I think we're getting off the point here. Maltese was still a trained animator before he became a cartoon writer - he wasn't some schmoe off the street who'd given up a career in some wildly different profession. And if the guy had no drawing talent, how was he able to advance from cell painter to in-betweener? You're making a heck of an assumption there IMO. Not to mention that "writer first, cartoonist second" jazz. I quoted from a well-researched book how Maltese's career progressed, and here's a more direct quote from it:
Maltese left the Fleischer studio in 1936. Having risen from opaquer to inbetweener by early in that year, he wanted to become an assistant animator and was, by his entirely believable account, fired for trying to advance too rapidly at what was by then a heavily stratified operation. After two months at the Jam Handy industrial-film studio in Detroit, he moved to Hollywood in April 1937 and joined the Schlesinger staff as an inbetweener in May.
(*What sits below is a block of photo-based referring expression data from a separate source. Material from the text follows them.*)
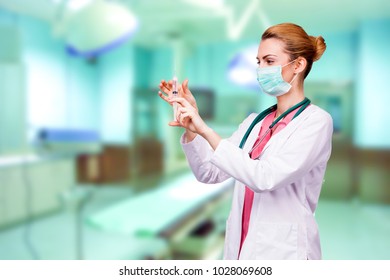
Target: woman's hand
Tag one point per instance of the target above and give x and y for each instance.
(187, 116)
(183, 91)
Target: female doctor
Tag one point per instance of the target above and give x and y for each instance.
(278, 158)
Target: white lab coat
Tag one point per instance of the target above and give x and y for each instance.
(286, 179)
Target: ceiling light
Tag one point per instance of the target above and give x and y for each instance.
(98, 27)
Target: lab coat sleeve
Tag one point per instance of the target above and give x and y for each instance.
(199, 153)
(308, 146)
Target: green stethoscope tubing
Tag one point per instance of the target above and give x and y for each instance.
(303, 104)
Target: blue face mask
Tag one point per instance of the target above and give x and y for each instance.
(271, 80)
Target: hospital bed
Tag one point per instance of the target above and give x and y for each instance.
(188, 215)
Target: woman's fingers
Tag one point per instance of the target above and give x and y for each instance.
(164, 97)
(166, 87)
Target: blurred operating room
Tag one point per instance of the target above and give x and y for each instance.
(90, 169)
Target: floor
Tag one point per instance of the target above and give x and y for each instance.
(349, 230)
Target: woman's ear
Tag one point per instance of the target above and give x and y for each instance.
(300, 65)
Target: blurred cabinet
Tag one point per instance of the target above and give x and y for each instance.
(112, 165)
(33, 189)
(373, 175)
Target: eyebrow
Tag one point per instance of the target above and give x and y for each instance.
(264, 57)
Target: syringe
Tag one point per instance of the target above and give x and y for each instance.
(175, 94)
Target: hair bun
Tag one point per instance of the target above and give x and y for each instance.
(319, 47)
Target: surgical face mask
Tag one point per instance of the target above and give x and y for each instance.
(271, 80)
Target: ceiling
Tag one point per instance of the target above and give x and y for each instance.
(161, 21)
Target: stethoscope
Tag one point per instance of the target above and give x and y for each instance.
(303, 104)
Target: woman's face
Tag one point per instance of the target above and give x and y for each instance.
(271, 53)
Maltese was still trying to become an animator...when he was pushed into the story department in August 1939, he said because "the front office" was impressed by the comic pieces he wrote for the Exposure Sheet, the studio's newsletter.
Doesn't sound like the guy's ultimate dream was to be a writer. Sounds like and I quote, he was pushed into it. Which I think perfectly illustrates my original point: he was a cartoonist first, writer second, in every sense of the phrase.